Ensuring that an important artifact is well-made doesn’t prove that they knew atoms were going to fall out of it. The original meter bar was made to be nice and was cut to specific dimensions and shapes even in directions it wasn’t intended to measure.
You seem to make condescending remarks about things which can be proven wrong with mere seconds on Google. Just like the thread about mount equipment, where you made a ridiculous and arrogant claim before I slapped you down with a Blizzard official support page showing you were wrong.
The irony here is absolutely staggering.
You do realize that if the pound is just some fraction of a kilogram, then a kilogram is a unit of weight, right? After all, the gram is just some fraction of a kilogram. All weights, not mass.
Also, the pound wasn’t always defined this way.
Again, no they didn’t and they never did.
Extrapolating is vastly different from measuring.
The unit of mass is the kilogram. The kilogram is the equivalent mass to a certain amount of energy given off by a photon. What part of balancing two things tells you how much energy photons are giving off? You’re extrapolating the mass based on weight and force.
A balance scale doesn’t even tell you the weight. It tells you a ratio. It measures how much force one thing applies compared to the force another thing applies. It will tell you this ratio regardless of whether or not you know anything about either object.

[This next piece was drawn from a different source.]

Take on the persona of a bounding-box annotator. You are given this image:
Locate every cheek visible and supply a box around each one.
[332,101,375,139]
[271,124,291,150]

To clarify, take a balance scale. Pick a rock up off the ground and put it one side. Take a second rock and put it on the other side. The first rock hits the table and other rock gets lifted up. How much mass do they each have? You have no idea, because a balance scale doesn’t measure that.
What a balance scale does, assuming you have a precisely known control in a precisely known environment, is give you the variables you need to extrapolate the mass of the second thing.